## Description

1. Rimouski is a city in Quebec, located in the Bas-Saint-Laurent region. Please go to the climate

database of the Government of Canada (https://climate.weather.gc.ca/) and download the

monthly temperature series for Rimouski (with station name “Rimouski” and climate ID

7056480) from January 1954 to December 2016.

(a) Read in the data and create a time-series object for the monthly mean max temperature.

Plot the series against time (label your graph) and comment on any features of the data

that you observe.

In particular, address the following points:

• Does the series have a trend?

• Is the series stationary?

• Is there a seasonal variation? If so, what is the period of the seasonal effect?

• Would an additive or multiplicative model be more suitable to decompose the series?

Justify your answers.

(b) Are there any missing values in the series? If so, identify the year and month of all the

missing values. One commonly used imputation method is the LVCF (last value carried

forward), which imputes the missing data with the last observed value. Is it appropriate

to use the LVCF imputation method here? Justify your answer. If not, suggest an

adapted version of the LVCF method that would be appropriate to use here. Apply the

imputation to obtain a complete series.

(c) Create training and test datasets. The training dataset should include all observations

from the year 1954 to 2015. Use the observations of the year 2016 as the test set. You

can use the command window() on a ts object to split the data.

Using an additive model, decompose the (imputed) series into trend, seasonal, and error

components. Use both moving average smoothing (R function decompose()) and the

loess method (R function stl()). Plot both decompositions.
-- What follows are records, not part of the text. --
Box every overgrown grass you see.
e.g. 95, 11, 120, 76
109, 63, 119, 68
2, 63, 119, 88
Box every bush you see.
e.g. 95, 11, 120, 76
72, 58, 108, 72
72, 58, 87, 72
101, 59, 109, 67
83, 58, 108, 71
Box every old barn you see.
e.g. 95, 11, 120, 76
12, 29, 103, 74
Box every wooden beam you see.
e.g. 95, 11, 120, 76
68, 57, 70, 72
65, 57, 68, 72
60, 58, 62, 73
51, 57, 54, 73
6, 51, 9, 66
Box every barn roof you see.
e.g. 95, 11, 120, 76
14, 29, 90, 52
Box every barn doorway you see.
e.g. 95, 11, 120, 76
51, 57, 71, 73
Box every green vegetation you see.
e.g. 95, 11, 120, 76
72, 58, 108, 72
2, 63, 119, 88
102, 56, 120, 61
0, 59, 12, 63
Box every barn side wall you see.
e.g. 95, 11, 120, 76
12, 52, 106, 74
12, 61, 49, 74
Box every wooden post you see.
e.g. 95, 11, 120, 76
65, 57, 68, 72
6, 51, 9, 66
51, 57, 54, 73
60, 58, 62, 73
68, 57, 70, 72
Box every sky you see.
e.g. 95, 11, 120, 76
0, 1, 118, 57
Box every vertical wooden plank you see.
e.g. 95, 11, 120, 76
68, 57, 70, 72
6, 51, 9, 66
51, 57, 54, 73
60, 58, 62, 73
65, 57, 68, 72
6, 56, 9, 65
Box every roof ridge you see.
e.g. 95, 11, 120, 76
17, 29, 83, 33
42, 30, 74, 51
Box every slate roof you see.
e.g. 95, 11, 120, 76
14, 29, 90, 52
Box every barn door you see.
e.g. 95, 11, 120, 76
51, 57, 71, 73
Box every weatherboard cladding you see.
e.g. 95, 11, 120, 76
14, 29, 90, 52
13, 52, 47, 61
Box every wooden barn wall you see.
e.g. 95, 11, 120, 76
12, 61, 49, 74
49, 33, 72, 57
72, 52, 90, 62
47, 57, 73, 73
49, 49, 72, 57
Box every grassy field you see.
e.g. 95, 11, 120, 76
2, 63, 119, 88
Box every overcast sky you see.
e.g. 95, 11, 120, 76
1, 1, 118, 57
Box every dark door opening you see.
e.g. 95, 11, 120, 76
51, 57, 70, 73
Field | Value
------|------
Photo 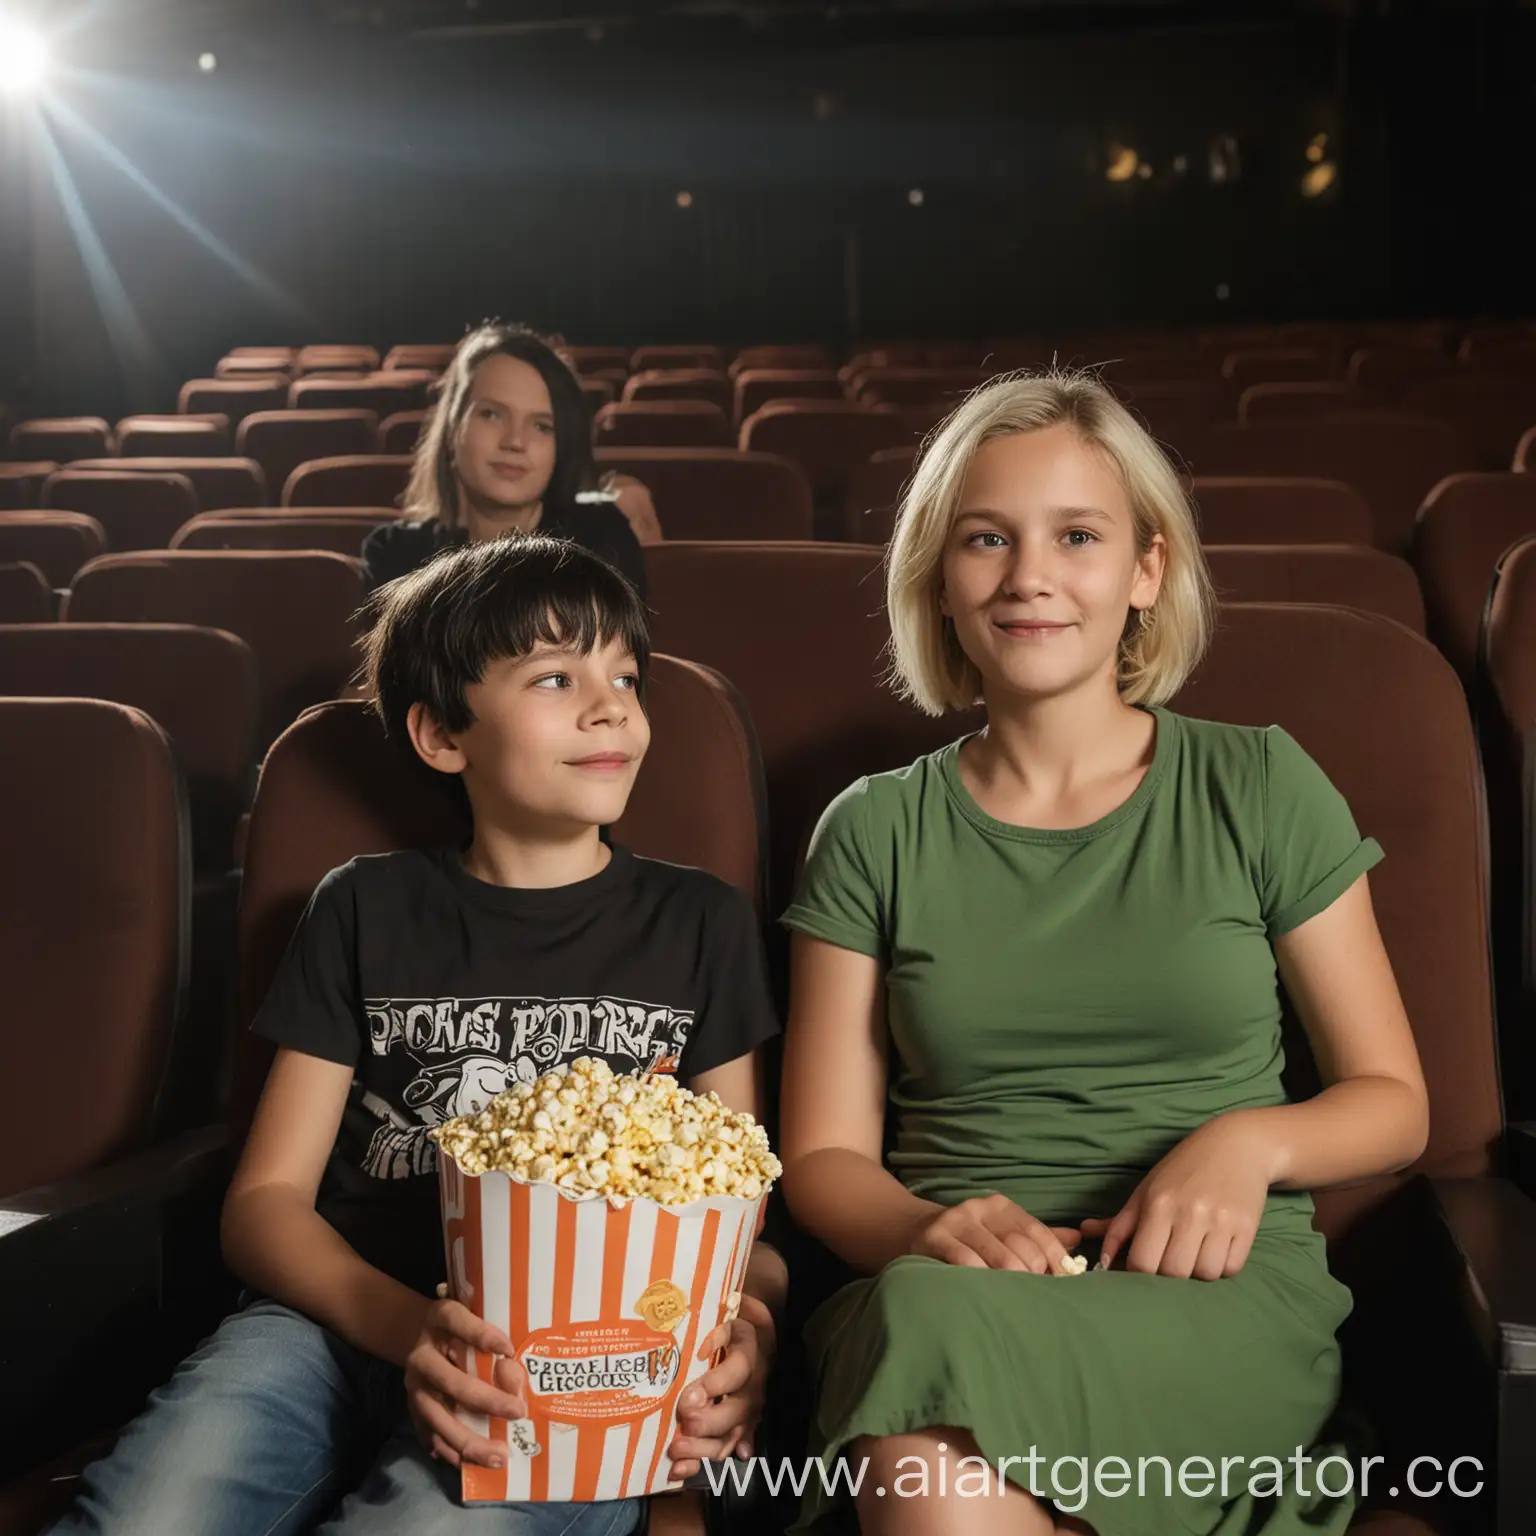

(d) Fit a linear model to the trend component (R function lm()) of the moving average

decomposition. Does the linear model provide evidence of a trend at the 95% confidence

level? Without doing any further analysis, would you use this trend component to

make predictions? Justify your answer using the linear model results and/or the trend

component plot.

(e) Predict the monthly mean max temperatures for the test dataset using the moving average decomposition. Compare your predictions under the following assumptions:

• There is a linear trend;

• There is no trend.

Compare your predictions with the test dataset graphically and compute the sample

mean squared prediction error (MSPE), defined as the average of the squared distances

between the predictions and observations in the test dataset. Which model has a smaller

MSPE?

(f) In time series analysis, it is often assumed that the error term follows a Gaussian white

noise process, i.e., Zt

i.i.d ∼ N (0, σ2

). Generate the correlogram and Q-Q plot of the error

component from the moving average decomposition, and discuss whether the Gaussian

white noise assumption is appropriate.

2. The file GSPC.csv contains 2527 daily closing prices of the Global S&P500 index spanning a

decade from January 2, 1985 until December 29, 1994.

(a) Create a time series object for the adjusted daily closing price of the S&P500 index and

plot it over time. Comment on the features, including stationarity, trend and seasonality.

(b) Transform the original series to daily log-returns by taking the logarithmic difference,

i.e., Xt = ln(St/St−1), where St denotes the adjusted daily closing price at time t. Plot

the daily log-returns over time and comment on the stationarity of the series. Why is it

more convenient to work with the daily log-return series?

(c) Generate the correlogram for both the daily log-return series {Xt} and the absolute value

of daily log-returns {|Xt

|}. Compare and comment on what you observe.